Methods and materials: Cases were identified from the records of 2,441 patients treated for Hodgkin's disease between 1961 and 1994. Follow-up averaged 10.9 years, representing 26,590 person-years of observation. Relative risks (RR) for gastrointestinal cancer incidence and mortality were computed by comparison with expected annualized rates for a general population matched for age, sex, and race.
Results: Gastrointestinal cancers developed in 25 patients. The incidence RR was 2.5 [95% confidence interval (CI), 1.5-3.5] and mortality RR was 3.8 (CI, 2.4-4.7). Sites associated with significantly increased risks included the stomach [RR 7.3 (CI, 3.4-13.8)], small intestine [RR 11.6 (CI, 1.9-38.3)], and pancreas [RR 3.5 (CI, 1.1-8.5)]. Risk was significantly elevated after combined modality therapy, RR 3.9 (CI, 2.2-5.6). The risk after radiotherapy alone was 2.0 (CI, 1.0-3.4), not a statistically significant elevation. The RR for gastrointestinal cancer was greatest after treatment at young age and decreased with advancing age. It was significantly elevated within 10 years after treatment [RR 2.0 (CI, 1.1-3.5)] and increased further after 20 years [RR 6.1 (CI, 2.5-12.7)]. Risk assessed by attained age paralleled risk according to age at treatment. Fifteen cases of gastrointestinal cancers arose within the irradiation fields.

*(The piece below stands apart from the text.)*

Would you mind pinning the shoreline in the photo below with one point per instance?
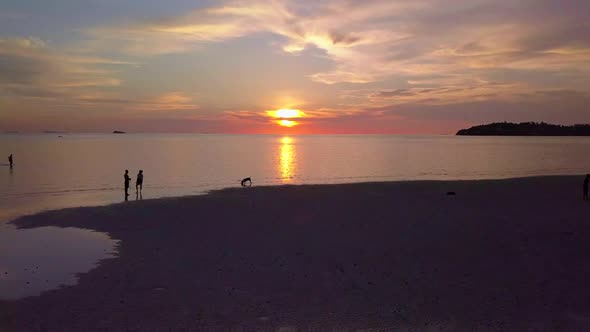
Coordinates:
(501, 253)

Conclusion: Patients treated for Hodgkin's disease are at modestly increased risk for secondary gastrointestinal cancer, especially after combined modality therapy and treatment at a young age. Risk was highest more than 20 years after treatment, but was significantly elevated within 10 years. Gastrointestinal sites with increased risk included the stomach, pancreas, and small intestine.